First, we'll need a source of pseudorandom data. We'll use this data to make a choice from one of the 10 data sets in $salt, as well as to provide some of the random "dummy" digits we'll use to pad the encoded string. I use microtime() for this, but there are many different ways to get pseudorandom data in PHP. microtime() gets the UNIX timestamp down to the microsecond, so most of its digits are sufficiently random for our purposes.
function ob($in){

	// Before we do anything, include the salt file.
	include('salt.php');
	
	// Get the current microtime.
	$m = microtime();

	// Take various digits from microtime to use as dummy characters.
	$t = substr($m,3,1);
	$v = substr($m,5,3);
	
	// Take a digit to serve as our choice from the $salt array.
	$which = substr($m,2,1);

	// Loop though the characters that make up the input string.
	for ($i=0; $i < strlen($in); $i++){
	
		// Get the ASCII code of the character using ord().
		$ascii = ord(substr($in,$i,1));
		
		// Get the corresponding replacement ASCII code from our chosen key of the $salt array and append it to a variable, 
			thereby contructing the encoded version of the input string.
		$newIn .= chr($salt[$which][$ascii]);
	}
	
	/* Finally, stitch together and return the complete encoded string. $v and $t are random dummy digits. $which is the 
		digit that tells the decoder which data set was used to encode this string.
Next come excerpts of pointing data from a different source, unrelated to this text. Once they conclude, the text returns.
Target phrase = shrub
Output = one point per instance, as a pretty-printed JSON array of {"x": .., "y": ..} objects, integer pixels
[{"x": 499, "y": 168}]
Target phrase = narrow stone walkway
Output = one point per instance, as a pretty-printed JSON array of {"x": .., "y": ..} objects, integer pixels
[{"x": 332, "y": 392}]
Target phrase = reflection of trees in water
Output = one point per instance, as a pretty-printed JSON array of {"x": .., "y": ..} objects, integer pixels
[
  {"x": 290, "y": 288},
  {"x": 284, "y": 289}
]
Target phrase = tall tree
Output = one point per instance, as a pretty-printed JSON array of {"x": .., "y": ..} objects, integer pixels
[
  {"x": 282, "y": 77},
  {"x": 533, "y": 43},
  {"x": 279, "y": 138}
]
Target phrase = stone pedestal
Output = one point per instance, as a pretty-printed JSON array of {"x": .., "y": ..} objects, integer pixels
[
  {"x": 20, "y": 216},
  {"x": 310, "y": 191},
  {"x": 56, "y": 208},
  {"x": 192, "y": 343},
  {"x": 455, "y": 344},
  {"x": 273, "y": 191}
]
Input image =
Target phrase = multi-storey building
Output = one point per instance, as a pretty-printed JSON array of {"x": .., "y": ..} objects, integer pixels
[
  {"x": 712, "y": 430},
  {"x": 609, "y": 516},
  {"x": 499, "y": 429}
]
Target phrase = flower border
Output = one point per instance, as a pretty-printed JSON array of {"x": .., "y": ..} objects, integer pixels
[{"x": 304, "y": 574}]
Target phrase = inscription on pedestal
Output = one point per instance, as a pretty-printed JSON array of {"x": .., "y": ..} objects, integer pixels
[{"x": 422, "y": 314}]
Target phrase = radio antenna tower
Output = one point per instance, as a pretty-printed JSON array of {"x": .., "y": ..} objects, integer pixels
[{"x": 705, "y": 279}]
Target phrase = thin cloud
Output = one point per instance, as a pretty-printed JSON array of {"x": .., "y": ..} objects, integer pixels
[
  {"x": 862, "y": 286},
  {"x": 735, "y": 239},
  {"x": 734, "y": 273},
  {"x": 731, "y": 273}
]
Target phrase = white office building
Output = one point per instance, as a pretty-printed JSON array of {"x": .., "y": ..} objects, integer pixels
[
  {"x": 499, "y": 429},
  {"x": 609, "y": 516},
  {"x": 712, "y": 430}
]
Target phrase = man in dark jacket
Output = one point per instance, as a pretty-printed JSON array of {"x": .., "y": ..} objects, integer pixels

We send this along with the actual 
		encoded data; thus the advantage of not having to send along a separate decode key, as in other encryption methods. 
		We also need to make sure our output string is transmittable via URL, which we do using urlencode(). */

	return urlencode($v.$newIn.$which.$t);
}
Here's the decoder function, which simply reverses all the changes made by the encoder:
function deob($in){
	include('salt.php');
	
	// Since the encoder used urlencode() on the encoded string, we need to first urldecode() it.
	$in = urldecode($in);
	
	// Read the character that tells us which data set was used from $salt to encode the string.
	$which = substr($in,-2,1);
	
	// From this point on we only want to work with the section of the string that contains the actual data that was encoded.
	$in = substr($in,3,-2);
	
	// Loop through each character in the encoded data.
	for ($i=0; $i < strlen($in); $i++){
	
		// Get the ASCII code for the character.
		$ascii = ord(substr($in,$i,1));
		
		// Search the $salt array values for the ASCII code, convert that value's key name (the ASCII code for the original 
			un-encoded character) to a character, and append it to a variable, thereby reconstructing the original string.
		$newIn .= chr(array_search($ascii,$salt[$which]));
	}
	return $newIn;
}

Usage

 First, generate the reference array file by simply navigating to mine.php from a web browser. The new file should then appear in the same directory where mine.php resides. Note that this step only needs to be done once.

Then, to call the encoding and decoding functions from your own script, first include the main script file:
include('obfuscate.php');
Use ob() to encode data before sending it. ob() takes a single string argument, which can be a variable or a string literal:
$queryValue = ob($value);

// or,

$queryValue = ob('some query data');
Spaces are acceptable in the argument, and will be preserved in the decoded output. On the receiving page, decode the query string with deob(). deob() also takes a single string argument:
$value = deob($queryValue);
You're Done
You now have the tools you need to take full advantage of the convenience of GET requests, without ever needing to display insecure data in the client browser.